The OneOdio A30s come in at a featherweight 0.45lbs/368g, which helps mitigate the less-than-generous padding on the headband. After an extended period of use, the earcups can get humid, thanks to the memory foam materials clamped to your head, although they are fairly comfortable, given the asking price. However, due to the stuffy earcups, we don’t recommend doing any physical activity in them.
These headphones have an impressively balanced soundscape, and a surprisingly powerful bass considering the unremarkable 40mm driver. The mids and highs come through with relative definition too. After a few weeks of daily listening to a variety of music genres, we’ve yet to find a notable flaw in the audio fidelity of the headphones. Some audiophiles may be left lukewarm, but the price point makes this a really solid value-for-money proposition. The battery life is very impressive too.

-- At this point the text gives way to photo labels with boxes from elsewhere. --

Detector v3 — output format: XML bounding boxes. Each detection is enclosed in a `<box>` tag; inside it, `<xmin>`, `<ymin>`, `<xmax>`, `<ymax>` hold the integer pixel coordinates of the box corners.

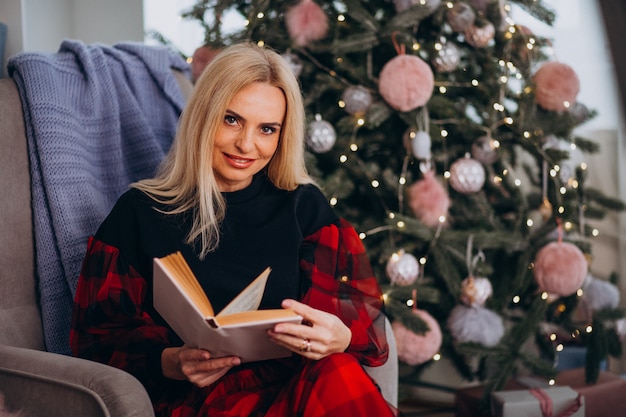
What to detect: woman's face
<box><xmin>213</xmin><ymin>83</ymin><xmax>287</xmax><ymax>192</ymax></box>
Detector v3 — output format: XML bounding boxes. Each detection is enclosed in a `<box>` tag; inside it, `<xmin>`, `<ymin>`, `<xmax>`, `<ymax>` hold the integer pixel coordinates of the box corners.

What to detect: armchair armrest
<box><xmin>0</xmin><ymin>345</ymin><xmax>154</xmax><ymax>417</ymax></box>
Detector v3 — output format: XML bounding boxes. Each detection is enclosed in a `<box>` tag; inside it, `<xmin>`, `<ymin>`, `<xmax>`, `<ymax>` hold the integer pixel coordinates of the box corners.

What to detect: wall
<box><xmin>0</xmin><ymin>0</ymin><xmax>144</xmax><ymax>75</ymax></box>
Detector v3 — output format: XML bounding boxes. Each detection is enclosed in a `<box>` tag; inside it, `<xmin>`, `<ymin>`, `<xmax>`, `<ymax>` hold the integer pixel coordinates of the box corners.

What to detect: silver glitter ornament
<box><xmin>305</xmin><ymin>114</ymin><xmax>337</xmax><ymax>153</ymax></box>
<box><xmin>450</xmin><ymin>153</ymin><xmax>485</xmax><ymax>194</ymax></box>
<box><xmin>461</xmin><ymin>277</ymin><xmax>493</xmax><ymax>307</ymax></box>
<box><xmin>433</xmin><ymin>42</ymin><xmax>461</xmax><ymax>72</ymax></box>
<box><xmin>341</xmin><ymin>85</ymin><xmax>372</xmax><ymax>114</ymax></box>
<box><xmin>411</xmin><ymin>130</ymin><xmax>432</xmax><ymax>160</ymax></box>
<box><xmin>385</xmin><ymin>249</ymin><xmax>419</xmax><ymax>285</ymax></box>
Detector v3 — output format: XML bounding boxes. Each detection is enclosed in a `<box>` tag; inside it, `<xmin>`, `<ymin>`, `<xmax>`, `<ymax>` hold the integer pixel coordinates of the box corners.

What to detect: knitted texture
<box><xmin>7</xmin><ymin>40</ymin><xmax>189</xmax><ymax>355</ymax></box>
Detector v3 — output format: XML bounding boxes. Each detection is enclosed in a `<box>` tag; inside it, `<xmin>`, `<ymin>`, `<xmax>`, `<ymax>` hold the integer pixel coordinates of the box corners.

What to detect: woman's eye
<box><xmin>224</xmin><ymin>114</ymin><xmax>237</xmax><ymax>125</ymax></box>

Active Noise Cancelling (ANC) works by using microphones on the exterior of the headphones to capture outside sounds. The onboard electronics then measure the wavelength and amplitude of the unwanted sounds and reproduce the same sound 180 degrees out of phase, thus cancelling them out. In theory, the wearer should only hear the sounds that they want to listen to. No ANC system is perfect and this technology is better at cancelling out consistent sounds, like car engines or loud fans.
The OneOdio A30s have decent ANC, nullifying ambient chatting noise in the office and provide a reasonable excuse to ignore your colleagues, which is always a bonus. These were tested on tram rides to and from the office, and were impressively effective at removing the frequent bumps and groaning noises from our surroundings. For those of you who’d like more info about the technology of Active Noise Cancelling there’s an informative and easy to read breakdown from SoundGuys.
The OneOdio A30 Active Noise Cancelling Headphones are close to being utterly fantastic. The comfort, design, and sound quality land far above the expectations we’d have from headphones costing this much, and the noise cancellation is very effective at removing background noise. We like them a lot.